Enlarging or Shrinking our Hearts & Mishpatim
Sometimes you meet a person who is a real inspiration.
This happened recently to me.
I met someone who, though very attached to Israel as a nation, very emotional over the hostage crisis, with close family history tied to the Holocaust, nonetheless lives with the objective of being able to engage around Israel and its moral obligations with those who might hold different views.
Barely getting to know one another, I was curious how she felt about what was happening in Israel and Gaza.
She started to respond and soon found herself fighting back tears.
And then apologizing for them—more than once.
Because, she said, she wants to be able to have difficult conversations around this issue and worries that her emotions get in the way.
But I saw it differently. The fact that she is willing to engage despite the emotionality of it for her—and even lives intentionally around this as a personal growth learning curve—makes it even more admirable in my eyes.
This week in Torah, Moses ascends Mt. Sinai again and receives more laws for the Israelites as they begin to form their new society; Moses then descends to repeat them to the people who, one voice, assent; Moses goes back up the mountain to receive the stone tablets of God’s teachings, and is enveloped in a flaming cloud where he will remain for forty days.
The laws recited to the people by Moses are all about ethical and ritual behavior: treatment of slaves and parents, murder, injury, virgins and brides, legal proceedings, dietary laws…so many of which seem to have little relevance in today’s world.
God also promises victory in conquering the Canaanites. Again, God says that, in return, they must be faithful to God’s teachings.
It’s a complicated thing: religion, the Bible and the things it says, promises God makes, what it asks of us.
We have the beginnings of ethical thinking in an ancient world, we have stories of oppression and freedom—of our people as the oppressed, but also as the oppressors. In the Bible, Jews are the enslaved but also the enslavers; we are the abused as well as the abusers.
I don't know how much of it comes from our trauma as a people and how much from political propaganda, but we have become very attached to certain stories we tell ourselves as a people—and to the idea of victimhood—that we forget—or purposely have put aside, stories of ourselves as the oppressors and avengers.

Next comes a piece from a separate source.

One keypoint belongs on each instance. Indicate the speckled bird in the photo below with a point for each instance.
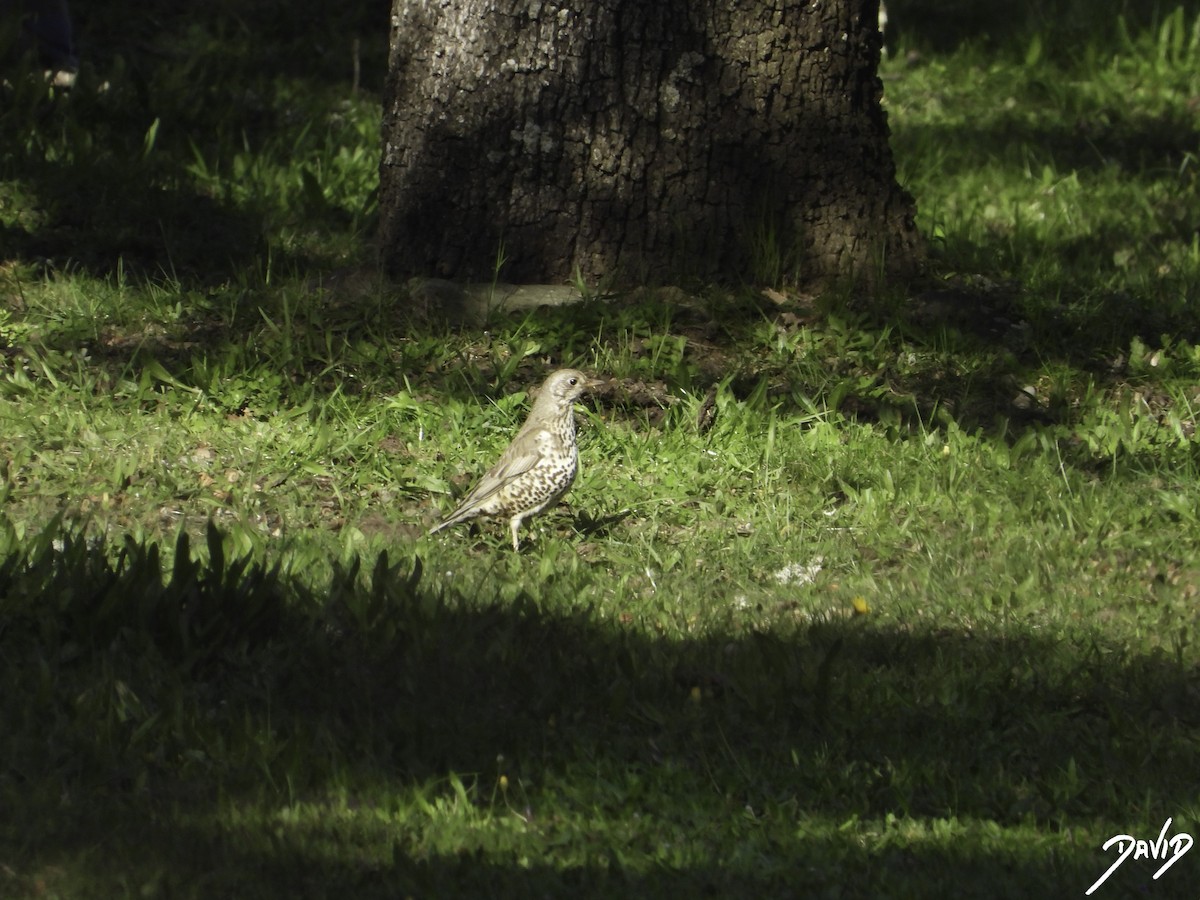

We have to be careful of how victimhood might be used as a political tool. This week I heard about how the Christian Right in the Trump Administration is pulling out that card now while Trump is rewriting the past, painting themselves as the oppressed!! (The nerve!)

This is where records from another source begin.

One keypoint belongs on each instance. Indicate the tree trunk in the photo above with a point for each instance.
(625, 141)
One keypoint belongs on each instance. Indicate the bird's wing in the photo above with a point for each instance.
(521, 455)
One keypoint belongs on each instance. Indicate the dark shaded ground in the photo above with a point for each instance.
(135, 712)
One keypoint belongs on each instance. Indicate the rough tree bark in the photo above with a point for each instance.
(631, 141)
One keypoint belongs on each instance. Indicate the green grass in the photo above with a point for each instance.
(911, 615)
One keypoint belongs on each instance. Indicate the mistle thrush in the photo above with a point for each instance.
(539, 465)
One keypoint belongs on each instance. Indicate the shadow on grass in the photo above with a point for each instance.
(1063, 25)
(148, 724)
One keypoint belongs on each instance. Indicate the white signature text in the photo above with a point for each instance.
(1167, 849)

But we Jews have to be cautious about this as well.
It is, after all, right there in our holy books: Israelites own slaves; Sarah abuses her slave Hagar and casts her out into the wilderness; Dinah’s brothers violently slaughter an entire town in retaliation for her rape; the prettified story of Purim and Queen Esther that actually ends with the slaughter of thousands by the Jews; the battles that God helps us win that result in the killing and expulsion of entire peoples (as in this week’s Parsha).

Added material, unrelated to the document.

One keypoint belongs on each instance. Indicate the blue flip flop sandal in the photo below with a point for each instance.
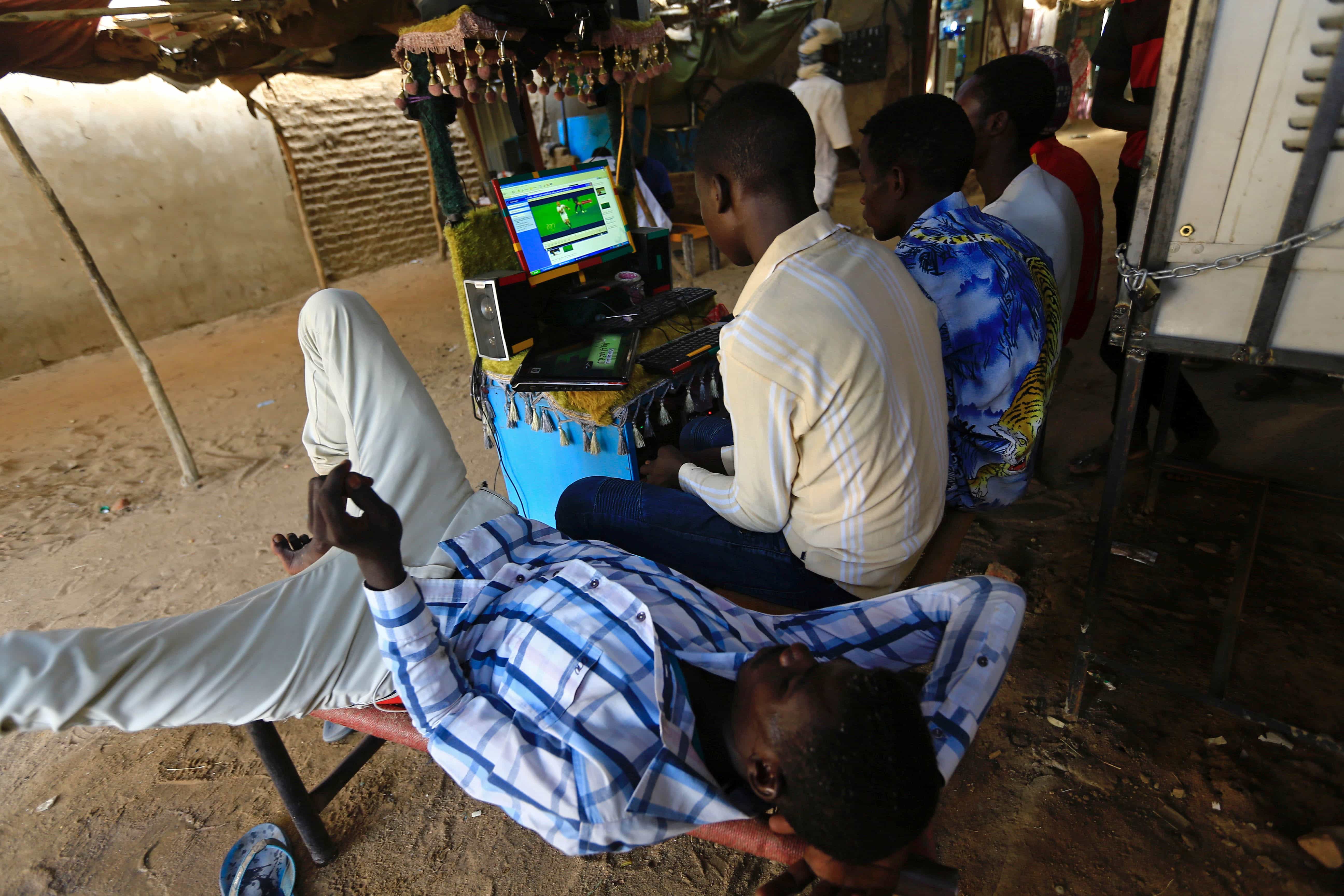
(260, 864)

Yet it is precisely because we are human, as the Torah understands, capable of mistreating and exploiting each other and the land, that we receive all these laws on ethics.
In this week’s Torah reading, we are told to “turn memory into empathy and moral responsibility” (Shai Held, The Heart of Torah, Vol.1); “You shall not oppress a stranger (ger) for you know the feelings of the stranger, having yourselves been strangers in the land of Egypt.” (Ex. 23:9)
It’s interesting to me that the word for feelings is “nefesh,” meaning soul, or most inner being. It means we should understand!!
But as Rabbi Held notes, it is more honest to acknowledge that, having been victims, we actually wrestle with two possible responses to the suffering of others: we might want to ensure that no one else has to endure what we endured, or we might feel entitled and above reproach.
This latter narrative is the one coming from dominant Jewish voices these days; “What else were we supposed to do? They want to kill us.”
Rabbi Held quotes Leon Wieseltier: “The Holocaust enlarged our Jewish hearts, and it shrunk them.”
Sadly, it is our very human limitations in being able to imagine others’ suffering that gives us the capacity to injure other people.
Yet “God” says that God “hears” the moans of oppression and “sees” the people who suffer.
To be a religious person, Shai Held declares, is in part, to follow God’s example (except maybe when it comes to war…?); “To listen even when others will not, and to see even when others look away.” (p.183)
This new friend I mentioned above, by living with the intention of hearing things that are very hard for her to hear—by wrestling the way she does with her own emotional response and views that challenge her own wounded Jewish soul—is the very example of what it means to be a religious person.
Let us declare our assent in one voice to strive to be like her, and to enlarge our shrunken, wounded hearts.